It was in this house that Henry and Betsey Delord hosted many dinner parties for family, friends, and prominent people of the day. Just after moving into the newly expanded house in 1811, the Delords hosted the wedding of Betsey’s niece, Maria Averill, to Reuben Walworth who would later be elected to the House of Representatives and then become a prominent judge in northern New York. From this time on the Delord Mansion became the “social center” of Plattsburgh. During the War of 1812, with the strong military presence in the region, the military leaders (and their wives) were frequently entertained at the house.  

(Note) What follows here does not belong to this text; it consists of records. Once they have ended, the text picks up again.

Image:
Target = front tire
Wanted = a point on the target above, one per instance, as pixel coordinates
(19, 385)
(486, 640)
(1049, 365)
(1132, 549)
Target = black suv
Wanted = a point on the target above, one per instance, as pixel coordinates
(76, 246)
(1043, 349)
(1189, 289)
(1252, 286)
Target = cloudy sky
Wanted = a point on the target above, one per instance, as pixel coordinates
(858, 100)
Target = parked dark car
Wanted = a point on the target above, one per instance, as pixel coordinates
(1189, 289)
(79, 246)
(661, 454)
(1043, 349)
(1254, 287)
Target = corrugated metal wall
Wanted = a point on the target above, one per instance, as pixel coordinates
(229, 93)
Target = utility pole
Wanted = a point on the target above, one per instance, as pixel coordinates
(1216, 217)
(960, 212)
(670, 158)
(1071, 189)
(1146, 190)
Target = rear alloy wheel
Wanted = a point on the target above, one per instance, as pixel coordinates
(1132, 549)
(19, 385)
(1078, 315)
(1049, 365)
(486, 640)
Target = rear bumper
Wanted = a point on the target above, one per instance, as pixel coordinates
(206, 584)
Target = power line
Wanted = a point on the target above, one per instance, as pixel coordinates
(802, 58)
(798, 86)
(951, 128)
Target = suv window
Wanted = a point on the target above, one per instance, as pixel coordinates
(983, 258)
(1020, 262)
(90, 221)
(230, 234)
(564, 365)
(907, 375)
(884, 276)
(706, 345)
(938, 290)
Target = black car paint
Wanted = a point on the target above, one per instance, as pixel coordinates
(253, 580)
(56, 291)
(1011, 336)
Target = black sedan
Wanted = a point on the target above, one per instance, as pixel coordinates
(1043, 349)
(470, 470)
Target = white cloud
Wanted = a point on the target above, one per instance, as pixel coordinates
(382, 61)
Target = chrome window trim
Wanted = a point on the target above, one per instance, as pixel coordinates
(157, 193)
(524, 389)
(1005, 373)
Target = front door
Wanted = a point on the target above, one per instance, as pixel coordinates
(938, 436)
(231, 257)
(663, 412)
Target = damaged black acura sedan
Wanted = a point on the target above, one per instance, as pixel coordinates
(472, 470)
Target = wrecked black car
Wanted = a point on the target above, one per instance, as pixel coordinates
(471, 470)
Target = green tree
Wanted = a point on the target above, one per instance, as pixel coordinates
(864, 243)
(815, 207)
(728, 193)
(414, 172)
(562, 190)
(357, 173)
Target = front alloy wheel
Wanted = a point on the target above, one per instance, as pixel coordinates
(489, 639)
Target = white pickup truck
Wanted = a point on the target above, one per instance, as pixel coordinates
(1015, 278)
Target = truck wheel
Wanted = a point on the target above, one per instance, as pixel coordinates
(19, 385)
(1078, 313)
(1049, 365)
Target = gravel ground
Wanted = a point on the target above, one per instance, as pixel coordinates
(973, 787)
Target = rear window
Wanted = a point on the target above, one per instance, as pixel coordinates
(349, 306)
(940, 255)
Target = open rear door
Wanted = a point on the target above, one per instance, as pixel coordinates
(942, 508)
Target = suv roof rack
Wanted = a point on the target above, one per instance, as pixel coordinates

            “…their hospitality became proverbial. Among the acquaintances, and sometimes lasting friendships, that they made were the military engineers, Lieutenant-Colonel Joseph Totten and Colonel Josiah Snelling, naval commander Lieutenant Thomas Macdonough, military commanders Colonel Zebulon Pike and Generals George Izard and Alexander Macomb, and the President, James Monroe, whom they entertained for tea in 1817.”*                                                                                         *(Everest p.26)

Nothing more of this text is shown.